Vamos, momentaneamente, não analisar o tamanho do mercado. Resumidamente, então, as estratégias de um e de outro podem ser descritas pelo exame do gráfico, que mantém unidades monetárias no eixo vertical e volume de talentos (seja pela qualidade ou quantidade de jogadores) no eixo horizontal. Nele, simplificadamente, assume-se que o custo marginal da contratação de talentos é constante, representado por uma linha horizontal. Também de maneira simplificada, pensa-se em rendimentos marginais decrescentes, ou seja, na medida em que você contrata novos talentos, o seu rendimento aumenta, porém a taxas cada vez menores. Assim, derivam-se as curvas de receita média (receita por unidade de talento) e receita marginal, ou seja, receita pela unidade adicional de talento. Uma empresa contrataria a quantidade TL de talento, obtendo o lucro representado pela caixa verde, enquanto um clube, nos moldes tradicionais, contrataria a quantidade a quantidade TR, igualando receita e custos, e obtendo lucro zero. Assim, à primeira vista, os céticos das mudanças recentes em seus clubes podem ter razão: a mudança de propriedade na direção de empresas levará os clubes a resultados piores.

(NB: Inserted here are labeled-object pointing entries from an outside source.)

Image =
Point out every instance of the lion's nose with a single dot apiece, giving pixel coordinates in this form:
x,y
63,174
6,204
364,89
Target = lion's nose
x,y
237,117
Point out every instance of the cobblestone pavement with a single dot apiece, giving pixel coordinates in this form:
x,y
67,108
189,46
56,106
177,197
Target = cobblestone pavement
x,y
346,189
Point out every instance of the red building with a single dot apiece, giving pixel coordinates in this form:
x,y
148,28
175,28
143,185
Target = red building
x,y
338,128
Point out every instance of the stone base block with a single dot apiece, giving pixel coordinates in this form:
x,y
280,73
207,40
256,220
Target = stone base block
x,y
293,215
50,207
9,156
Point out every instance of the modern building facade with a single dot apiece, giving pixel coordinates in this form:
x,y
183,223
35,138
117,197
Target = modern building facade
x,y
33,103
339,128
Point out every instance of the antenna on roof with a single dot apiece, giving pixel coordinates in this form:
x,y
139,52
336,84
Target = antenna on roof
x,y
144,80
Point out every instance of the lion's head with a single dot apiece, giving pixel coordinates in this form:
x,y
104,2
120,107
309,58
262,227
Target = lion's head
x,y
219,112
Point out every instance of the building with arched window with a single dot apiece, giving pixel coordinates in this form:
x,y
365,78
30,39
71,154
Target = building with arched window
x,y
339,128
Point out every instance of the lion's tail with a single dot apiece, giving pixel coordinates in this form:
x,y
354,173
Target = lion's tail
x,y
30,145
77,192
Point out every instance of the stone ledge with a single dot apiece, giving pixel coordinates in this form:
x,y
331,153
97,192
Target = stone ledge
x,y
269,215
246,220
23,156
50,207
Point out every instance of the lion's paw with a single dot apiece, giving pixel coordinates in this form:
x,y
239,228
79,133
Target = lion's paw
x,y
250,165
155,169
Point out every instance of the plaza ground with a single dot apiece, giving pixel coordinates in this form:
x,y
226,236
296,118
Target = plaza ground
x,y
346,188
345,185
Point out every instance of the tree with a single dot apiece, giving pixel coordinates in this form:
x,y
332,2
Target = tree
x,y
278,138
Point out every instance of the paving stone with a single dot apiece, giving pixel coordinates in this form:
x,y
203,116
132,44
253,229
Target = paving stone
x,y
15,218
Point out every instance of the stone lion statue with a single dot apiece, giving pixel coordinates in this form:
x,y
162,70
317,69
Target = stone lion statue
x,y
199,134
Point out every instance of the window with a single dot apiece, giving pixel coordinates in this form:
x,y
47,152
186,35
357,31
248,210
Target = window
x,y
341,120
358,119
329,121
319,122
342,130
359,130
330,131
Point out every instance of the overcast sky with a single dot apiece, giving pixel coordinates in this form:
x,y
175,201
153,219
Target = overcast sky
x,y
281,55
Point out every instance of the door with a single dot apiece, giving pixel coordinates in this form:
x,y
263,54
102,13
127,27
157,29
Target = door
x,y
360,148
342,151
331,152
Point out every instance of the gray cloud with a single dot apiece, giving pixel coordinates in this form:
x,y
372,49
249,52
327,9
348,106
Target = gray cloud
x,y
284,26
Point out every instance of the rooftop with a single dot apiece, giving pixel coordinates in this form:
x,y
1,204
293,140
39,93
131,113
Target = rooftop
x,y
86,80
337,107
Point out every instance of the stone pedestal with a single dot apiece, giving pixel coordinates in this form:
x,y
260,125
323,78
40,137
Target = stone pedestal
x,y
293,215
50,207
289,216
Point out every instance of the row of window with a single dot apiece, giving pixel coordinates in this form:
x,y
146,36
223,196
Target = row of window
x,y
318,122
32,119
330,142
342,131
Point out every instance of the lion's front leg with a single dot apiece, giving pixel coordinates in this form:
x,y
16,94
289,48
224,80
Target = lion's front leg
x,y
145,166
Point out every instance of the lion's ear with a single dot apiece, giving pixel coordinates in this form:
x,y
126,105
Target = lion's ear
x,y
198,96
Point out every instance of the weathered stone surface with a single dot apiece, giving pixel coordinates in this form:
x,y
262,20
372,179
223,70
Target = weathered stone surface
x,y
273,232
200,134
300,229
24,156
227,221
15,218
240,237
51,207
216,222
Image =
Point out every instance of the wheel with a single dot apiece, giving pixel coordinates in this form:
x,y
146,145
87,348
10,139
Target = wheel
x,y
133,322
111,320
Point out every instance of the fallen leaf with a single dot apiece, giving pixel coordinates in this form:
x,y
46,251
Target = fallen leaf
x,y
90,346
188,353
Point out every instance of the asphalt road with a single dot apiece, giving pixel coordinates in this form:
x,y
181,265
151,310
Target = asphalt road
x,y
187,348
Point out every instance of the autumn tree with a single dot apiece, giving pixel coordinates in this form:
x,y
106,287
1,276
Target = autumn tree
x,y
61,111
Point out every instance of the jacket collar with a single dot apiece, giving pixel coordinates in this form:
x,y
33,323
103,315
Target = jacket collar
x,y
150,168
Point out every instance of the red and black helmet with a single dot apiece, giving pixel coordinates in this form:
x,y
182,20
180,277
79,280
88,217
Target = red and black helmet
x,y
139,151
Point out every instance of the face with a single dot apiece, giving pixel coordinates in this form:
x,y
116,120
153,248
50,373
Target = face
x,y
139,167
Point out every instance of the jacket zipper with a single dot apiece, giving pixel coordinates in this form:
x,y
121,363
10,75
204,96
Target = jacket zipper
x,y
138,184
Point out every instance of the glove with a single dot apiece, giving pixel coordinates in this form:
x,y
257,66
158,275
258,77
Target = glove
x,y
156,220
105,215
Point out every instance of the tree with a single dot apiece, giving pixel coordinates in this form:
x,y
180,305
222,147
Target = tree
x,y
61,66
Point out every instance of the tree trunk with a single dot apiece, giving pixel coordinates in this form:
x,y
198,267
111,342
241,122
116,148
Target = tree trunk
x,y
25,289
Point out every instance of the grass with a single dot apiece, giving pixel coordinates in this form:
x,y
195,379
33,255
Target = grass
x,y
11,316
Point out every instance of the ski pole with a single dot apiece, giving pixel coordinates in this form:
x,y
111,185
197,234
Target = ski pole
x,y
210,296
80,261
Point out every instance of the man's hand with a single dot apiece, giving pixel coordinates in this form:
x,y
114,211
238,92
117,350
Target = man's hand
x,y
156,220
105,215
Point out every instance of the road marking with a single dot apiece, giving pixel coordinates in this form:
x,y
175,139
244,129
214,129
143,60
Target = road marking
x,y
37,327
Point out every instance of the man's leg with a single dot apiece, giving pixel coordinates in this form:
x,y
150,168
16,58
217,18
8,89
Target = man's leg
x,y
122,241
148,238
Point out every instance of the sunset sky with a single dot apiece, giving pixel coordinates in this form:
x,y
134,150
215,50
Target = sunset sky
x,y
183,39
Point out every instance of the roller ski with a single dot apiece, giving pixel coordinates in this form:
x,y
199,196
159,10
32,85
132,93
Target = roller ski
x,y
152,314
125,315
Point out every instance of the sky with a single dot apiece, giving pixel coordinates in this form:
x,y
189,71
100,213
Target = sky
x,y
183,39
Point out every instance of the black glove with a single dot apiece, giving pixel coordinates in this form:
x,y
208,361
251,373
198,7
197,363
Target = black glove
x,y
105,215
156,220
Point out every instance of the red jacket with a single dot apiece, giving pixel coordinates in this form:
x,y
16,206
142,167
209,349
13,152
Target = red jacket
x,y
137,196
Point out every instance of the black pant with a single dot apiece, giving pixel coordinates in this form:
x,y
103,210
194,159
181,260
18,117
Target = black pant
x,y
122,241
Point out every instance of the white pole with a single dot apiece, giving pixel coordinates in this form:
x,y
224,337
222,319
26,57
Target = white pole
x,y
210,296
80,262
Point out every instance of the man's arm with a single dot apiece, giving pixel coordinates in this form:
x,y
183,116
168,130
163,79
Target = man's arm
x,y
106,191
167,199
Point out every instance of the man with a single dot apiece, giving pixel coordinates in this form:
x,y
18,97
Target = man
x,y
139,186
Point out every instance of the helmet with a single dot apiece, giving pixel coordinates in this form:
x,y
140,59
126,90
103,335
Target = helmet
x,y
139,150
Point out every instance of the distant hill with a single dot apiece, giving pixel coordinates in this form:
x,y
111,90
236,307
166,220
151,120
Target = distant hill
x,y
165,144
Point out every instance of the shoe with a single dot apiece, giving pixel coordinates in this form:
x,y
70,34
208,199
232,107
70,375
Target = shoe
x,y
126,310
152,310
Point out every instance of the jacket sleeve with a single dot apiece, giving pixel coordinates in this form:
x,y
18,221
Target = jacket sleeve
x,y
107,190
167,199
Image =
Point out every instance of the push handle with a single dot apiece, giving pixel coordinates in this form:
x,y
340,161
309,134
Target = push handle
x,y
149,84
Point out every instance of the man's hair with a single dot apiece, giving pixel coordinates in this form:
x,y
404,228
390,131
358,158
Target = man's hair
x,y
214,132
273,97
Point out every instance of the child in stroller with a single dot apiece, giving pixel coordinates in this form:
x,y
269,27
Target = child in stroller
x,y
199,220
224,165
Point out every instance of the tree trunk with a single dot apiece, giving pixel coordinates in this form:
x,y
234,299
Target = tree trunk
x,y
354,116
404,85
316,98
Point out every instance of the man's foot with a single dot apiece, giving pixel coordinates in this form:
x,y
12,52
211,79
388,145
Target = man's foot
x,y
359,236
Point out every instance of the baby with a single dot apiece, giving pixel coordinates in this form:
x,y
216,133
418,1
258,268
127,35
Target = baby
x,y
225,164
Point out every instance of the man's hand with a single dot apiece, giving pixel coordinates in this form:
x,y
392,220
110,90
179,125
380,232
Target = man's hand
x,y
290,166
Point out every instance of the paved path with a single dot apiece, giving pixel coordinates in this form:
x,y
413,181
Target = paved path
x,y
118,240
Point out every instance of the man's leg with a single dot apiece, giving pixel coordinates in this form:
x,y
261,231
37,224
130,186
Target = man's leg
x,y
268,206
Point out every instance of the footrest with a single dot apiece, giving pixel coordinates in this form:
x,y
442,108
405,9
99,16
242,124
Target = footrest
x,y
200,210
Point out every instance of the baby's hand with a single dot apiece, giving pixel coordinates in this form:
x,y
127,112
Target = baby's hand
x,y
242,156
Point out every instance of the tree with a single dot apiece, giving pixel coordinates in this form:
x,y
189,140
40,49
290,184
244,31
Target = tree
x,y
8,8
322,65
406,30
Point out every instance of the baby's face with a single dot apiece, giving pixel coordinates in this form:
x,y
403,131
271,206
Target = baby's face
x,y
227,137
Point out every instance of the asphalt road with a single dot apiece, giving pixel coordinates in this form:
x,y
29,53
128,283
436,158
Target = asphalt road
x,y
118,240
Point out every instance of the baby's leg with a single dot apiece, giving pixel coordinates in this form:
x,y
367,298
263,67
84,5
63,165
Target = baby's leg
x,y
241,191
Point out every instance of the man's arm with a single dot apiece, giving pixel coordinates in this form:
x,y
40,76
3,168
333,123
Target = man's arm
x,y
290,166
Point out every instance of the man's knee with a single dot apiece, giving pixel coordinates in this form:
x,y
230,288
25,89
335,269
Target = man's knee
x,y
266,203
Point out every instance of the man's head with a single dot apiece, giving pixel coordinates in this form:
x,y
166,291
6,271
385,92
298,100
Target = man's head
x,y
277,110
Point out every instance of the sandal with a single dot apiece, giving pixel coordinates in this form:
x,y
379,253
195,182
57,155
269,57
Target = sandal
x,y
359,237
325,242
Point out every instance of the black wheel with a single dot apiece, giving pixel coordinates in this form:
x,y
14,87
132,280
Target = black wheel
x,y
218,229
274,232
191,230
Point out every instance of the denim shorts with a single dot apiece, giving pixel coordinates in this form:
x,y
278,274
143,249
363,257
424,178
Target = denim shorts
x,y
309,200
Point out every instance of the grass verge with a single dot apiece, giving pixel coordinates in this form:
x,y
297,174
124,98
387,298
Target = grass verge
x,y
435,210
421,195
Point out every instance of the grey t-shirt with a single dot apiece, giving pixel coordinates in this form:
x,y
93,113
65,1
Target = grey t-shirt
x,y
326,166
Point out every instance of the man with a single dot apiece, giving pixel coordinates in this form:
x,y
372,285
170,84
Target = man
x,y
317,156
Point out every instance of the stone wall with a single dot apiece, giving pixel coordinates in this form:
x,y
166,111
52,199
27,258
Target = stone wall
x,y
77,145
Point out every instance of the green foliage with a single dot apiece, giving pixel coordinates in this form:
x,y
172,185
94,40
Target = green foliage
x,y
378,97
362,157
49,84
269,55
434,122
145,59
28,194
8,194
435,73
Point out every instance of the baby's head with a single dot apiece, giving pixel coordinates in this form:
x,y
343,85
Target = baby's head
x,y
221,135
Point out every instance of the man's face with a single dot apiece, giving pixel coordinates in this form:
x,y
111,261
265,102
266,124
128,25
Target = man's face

Existem, contudo, três complicadores para o caso do modelo tradicional:
(i) Muitas vezes sócios beneméritos resolvem realizar doações aos clubes, levando a contratação de talentos para além de TR. Há um conjunto de exemplos desse tipo no Brasil. Assim deve ser tratada a relação da Unimed com o Fluminense, a recente onda de contratações do Atlético Mineiro ou até mesmo as relações estabelecidas entre Crefisa e Palmeiras. Em todos esses casos, amantes do futebol e de seus clubes fizeram ou fazem aportes financeiros que permitem a extensão do gasto na contratação dos talentos. A cessação desses aportes pode causar crises, dado o claro dispêndio acima da receita;

(ii) A contratação de talentos não garante o resultado, mas a expectativa de resultados. A não realização de uma expectativa pode causar frustração de receitas futuras, podendo trazer um deslocamento para a esquerda das curvas de receita média e marginal, levando o clube a prejuízos; e

(iii) Os contratos com jogadores de futebol e equipes técnicas tendem a ter prazos estendidos, o que pode levar a dificuldades de ajuste no caso de frustração de receitas. Exemplos recentes podem ser apresentados como é o caso do próprio Fluminense com a saída da Unimed, o caso do Grêmio, com a frustração de classificação nas Copas após a saída de Renato Gaúcho, ou o drama vivido pelo Cruzeiro em seu rebaixamento sem perspectiva de retorno.